Certes, Bourdieu insiste sur un autre point de comparaison entre le sociologue et l’auteur littéraire : la nécessaire prise en compte de « chaque témoignage », des « récits ordinaires d’aventures ordinaires ». Dans ce sens, celui qui écrit doit s’efforcer d’accorder une attention à tous et toutes, en démocratisant l’attitude herméneutique qui, jusqu’alors, n’était réservée qu’aux grands textes et aux grands hommes. Mais l’art de l’écrivain ne se résume pas à cette attention. Il relève bien plutôt d’un équilibre, entre cette tendance de l’auteur à se « subjectiver » comme son personnage, et le maintien d’une distance par rapport au sujet considéré. Cet équilibre a un nom propre, Flaubert, capable d’accorder toute son attention à Yvetot tout en affirmant discrètement, à travers le style indirect libre par exemple, sa distinction d’avec ses habitants.

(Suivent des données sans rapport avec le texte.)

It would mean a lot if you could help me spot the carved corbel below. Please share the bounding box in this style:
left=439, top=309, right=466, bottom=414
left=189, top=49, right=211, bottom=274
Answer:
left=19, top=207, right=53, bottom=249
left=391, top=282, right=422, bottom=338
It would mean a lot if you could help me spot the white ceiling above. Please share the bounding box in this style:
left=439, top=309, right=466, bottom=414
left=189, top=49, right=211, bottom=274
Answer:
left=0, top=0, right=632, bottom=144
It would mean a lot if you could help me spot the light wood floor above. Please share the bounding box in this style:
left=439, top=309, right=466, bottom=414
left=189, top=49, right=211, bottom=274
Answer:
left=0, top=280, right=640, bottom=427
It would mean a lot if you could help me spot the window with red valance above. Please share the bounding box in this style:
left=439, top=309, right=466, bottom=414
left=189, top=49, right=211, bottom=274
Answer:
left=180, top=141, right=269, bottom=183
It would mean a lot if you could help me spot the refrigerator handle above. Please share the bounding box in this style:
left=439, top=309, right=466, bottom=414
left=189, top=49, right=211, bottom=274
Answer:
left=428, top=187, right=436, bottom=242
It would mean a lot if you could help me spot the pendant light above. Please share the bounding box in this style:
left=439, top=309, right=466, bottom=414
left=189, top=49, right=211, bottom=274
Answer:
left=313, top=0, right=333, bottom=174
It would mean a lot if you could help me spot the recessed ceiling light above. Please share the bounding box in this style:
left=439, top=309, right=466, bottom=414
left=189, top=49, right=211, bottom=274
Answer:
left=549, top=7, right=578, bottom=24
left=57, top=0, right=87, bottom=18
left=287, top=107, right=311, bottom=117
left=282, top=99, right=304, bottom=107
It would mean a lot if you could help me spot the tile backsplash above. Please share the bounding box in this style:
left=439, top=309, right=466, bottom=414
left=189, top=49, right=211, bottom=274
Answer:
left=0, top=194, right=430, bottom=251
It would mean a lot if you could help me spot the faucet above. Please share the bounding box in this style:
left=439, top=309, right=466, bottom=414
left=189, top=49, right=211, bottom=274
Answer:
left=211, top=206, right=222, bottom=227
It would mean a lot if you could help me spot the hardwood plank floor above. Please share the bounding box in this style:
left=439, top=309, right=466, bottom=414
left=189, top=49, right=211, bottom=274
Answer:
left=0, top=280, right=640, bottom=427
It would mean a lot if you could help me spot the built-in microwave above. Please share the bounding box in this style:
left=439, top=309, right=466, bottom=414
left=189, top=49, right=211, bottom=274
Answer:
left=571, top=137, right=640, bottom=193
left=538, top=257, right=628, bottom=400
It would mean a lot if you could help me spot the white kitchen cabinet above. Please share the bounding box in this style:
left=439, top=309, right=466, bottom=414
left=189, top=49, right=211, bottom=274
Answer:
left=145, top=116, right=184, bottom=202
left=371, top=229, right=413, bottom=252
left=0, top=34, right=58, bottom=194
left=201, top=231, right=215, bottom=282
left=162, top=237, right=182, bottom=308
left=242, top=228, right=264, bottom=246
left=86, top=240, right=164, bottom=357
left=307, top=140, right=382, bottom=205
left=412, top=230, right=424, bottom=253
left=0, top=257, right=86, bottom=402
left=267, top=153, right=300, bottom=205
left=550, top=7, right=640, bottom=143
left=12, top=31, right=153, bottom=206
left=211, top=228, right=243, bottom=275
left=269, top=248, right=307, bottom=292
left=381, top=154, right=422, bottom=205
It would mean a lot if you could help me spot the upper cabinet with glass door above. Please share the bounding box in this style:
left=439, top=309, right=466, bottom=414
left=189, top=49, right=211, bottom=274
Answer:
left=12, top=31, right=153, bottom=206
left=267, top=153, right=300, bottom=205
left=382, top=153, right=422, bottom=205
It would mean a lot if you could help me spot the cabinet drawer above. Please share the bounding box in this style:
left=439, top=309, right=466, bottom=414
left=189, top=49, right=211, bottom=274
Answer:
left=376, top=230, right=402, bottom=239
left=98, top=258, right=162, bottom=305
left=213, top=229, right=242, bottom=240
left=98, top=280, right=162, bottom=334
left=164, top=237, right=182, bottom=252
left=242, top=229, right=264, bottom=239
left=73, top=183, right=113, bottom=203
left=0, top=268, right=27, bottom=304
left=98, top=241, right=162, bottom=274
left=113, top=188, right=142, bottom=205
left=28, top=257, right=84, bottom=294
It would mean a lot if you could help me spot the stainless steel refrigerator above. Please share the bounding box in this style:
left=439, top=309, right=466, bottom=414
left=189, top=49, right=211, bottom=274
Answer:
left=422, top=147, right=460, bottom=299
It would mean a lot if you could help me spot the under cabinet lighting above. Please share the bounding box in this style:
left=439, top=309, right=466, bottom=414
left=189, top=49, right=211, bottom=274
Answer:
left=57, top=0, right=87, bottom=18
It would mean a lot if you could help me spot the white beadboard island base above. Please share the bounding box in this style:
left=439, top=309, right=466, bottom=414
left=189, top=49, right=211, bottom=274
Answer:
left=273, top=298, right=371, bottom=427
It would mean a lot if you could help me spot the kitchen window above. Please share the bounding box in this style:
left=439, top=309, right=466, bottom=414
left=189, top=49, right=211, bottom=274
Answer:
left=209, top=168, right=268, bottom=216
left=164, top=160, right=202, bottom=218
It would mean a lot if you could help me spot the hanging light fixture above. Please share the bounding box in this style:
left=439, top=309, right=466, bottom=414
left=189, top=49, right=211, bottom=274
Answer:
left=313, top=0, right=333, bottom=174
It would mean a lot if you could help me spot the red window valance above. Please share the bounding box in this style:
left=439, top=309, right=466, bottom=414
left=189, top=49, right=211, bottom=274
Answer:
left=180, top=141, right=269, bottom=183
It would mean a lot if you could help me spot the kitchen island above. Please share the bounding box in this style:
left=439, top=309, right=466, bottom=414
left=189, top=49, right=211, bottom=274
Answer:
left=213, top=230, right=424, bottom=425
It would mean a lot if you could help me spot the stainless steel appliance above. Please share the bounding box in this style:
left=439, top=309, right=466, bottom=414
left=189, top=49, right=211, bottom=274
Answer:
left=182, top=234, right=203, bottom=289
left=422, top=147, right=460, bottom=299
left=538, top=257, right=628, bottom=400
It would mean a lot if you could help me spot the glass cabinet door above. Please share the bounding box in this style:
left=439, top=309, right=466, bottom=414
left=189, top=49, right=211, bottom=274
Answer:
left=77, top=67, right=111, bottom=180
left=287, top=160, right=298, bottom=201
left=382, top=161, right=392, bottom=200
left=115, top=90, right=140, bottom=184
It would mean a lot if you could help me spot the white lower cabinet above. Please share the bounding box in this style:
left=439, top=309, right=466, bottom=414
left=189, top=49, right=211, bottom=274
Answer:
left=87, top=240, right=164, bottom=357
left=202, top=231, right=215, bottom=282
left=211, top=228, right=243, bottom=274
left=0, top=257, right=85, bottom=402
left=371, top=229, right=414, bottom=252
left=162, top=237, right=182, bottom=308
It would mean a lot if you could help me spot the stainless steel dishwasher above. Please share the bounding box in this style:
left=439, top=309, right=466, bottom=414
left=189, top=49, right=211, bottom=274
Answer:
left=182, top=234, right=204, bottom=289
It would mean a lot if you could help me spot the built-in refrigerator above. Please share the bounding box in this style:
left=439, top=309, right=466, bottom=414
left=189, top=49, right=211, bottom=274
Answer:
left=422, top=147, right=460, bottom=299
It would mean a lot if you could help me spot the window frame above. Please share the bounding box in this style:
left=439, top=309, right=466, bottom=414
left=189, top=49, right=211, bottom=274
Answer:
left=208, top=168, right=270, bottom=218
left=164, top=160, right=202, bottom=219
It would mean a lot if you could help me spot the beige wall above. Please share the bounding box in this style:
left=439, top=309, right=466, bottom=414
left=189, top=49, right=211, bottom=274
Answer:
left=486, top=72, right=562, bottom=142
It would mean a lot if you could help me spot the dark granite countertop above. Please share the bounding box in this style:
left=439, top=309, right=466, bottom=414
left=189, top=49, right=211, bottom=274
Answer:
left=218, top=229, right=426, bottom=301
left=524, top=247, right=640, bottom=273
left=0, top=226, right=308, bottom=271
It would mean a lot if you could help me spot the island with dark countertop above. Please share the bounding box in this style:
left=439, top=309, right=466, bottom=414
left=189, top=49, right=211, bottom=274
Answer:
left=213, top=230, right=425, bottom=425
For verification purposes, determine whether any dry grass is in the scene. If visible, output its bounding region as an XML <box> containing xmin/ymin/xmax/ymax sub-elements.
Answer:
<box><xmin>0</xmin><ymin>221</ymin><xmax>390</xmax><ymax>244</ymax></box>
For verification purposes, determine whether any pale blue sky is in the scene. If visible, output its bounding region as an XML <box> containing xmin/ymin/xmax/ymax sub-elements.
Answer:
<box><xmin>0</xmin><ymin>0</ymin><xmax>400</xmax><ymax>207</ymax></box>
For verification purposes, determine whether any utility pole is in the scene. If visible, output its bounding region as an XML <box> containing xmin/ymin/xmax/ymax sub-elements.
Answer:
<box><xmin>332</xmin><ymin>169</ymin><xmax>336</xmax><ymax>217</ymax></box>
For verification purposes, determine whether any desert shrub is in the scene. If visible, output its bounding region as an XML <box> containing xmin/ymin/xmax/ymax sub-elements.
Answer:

Or, pour Bourdieu, le problème de la constitution d’une sociologie scientifique, question tout à la fois méthodologique et, on le voit, stylistique, n’est pas une mince affaire : il en va de la définition de l’autorité du sociologue, et de la possibilité de distinguer cette autorité d’autres autorités, abusives celles-ci, qui font passer leur pseudo-savoir sur la société pour un savoir objectif, alors qu’il n’est qu’un moyen d’asseoir un pouvoir. C’est un point central de la Leçon sur la leçon, leçon inaugurale de la chaire de Bourdieu au Collège de France prononcée en 1982, dans laquelle le sociologue entreprend d’expliquer sociologiquement ce qu’il est en train de faire, à savoir prononcer un discours par lequel une institution intellectuelle prestigieuse intronise un nouveau membre. Est-ce à dire qu’en interrogeant les conditions sociologiques de son énonciation, Bourdieu, au moment même où la sociologie est, à travers sa personne, consacrée comme une discipline à part entière par l’institution universitaire, se permettrait de miner l’autorité du sociologue ? Pas tout à fait. Questionner, comme il le fait, les conditions sociologiques de l’énonciation du sociologue, c’est précisément distinguer le point de vue du sociologue d’autres points de vue sur la société qui, quant à eux, se nient comme points de vue, pour mieux faire croire à l’objectivité de leur conception de la société. Lorsque le sociologue situe son point de vue parmi d’autres points de vue sur la société avec lesquels il est en concurrence, il ne fait, pour reprendre les termes de Bourdieu, que décrire « un espace de positions objectives qui est au principe (…) de la vision que les occupants de chaque position peuvent avoir des autres positions et de leurs occupants », c’est-à-dire qu’il se donne « le moyen d’objectiver scientifiquement l’ensemble des objectivations plus ou moins brutalement réductrices auxquelles se livrent les agents engagés dans la lutte »[3] (nous soulignons). Là où la sociologie devient véritablement scientifique, c’est lorsqu’elle se fait point de vue sur les points de vue. C’est ce qui permet d’en faire une « science des pouvoirs symboliques », c’est-à-dire « le moins illégitime des pouvoirs symboliques »[4].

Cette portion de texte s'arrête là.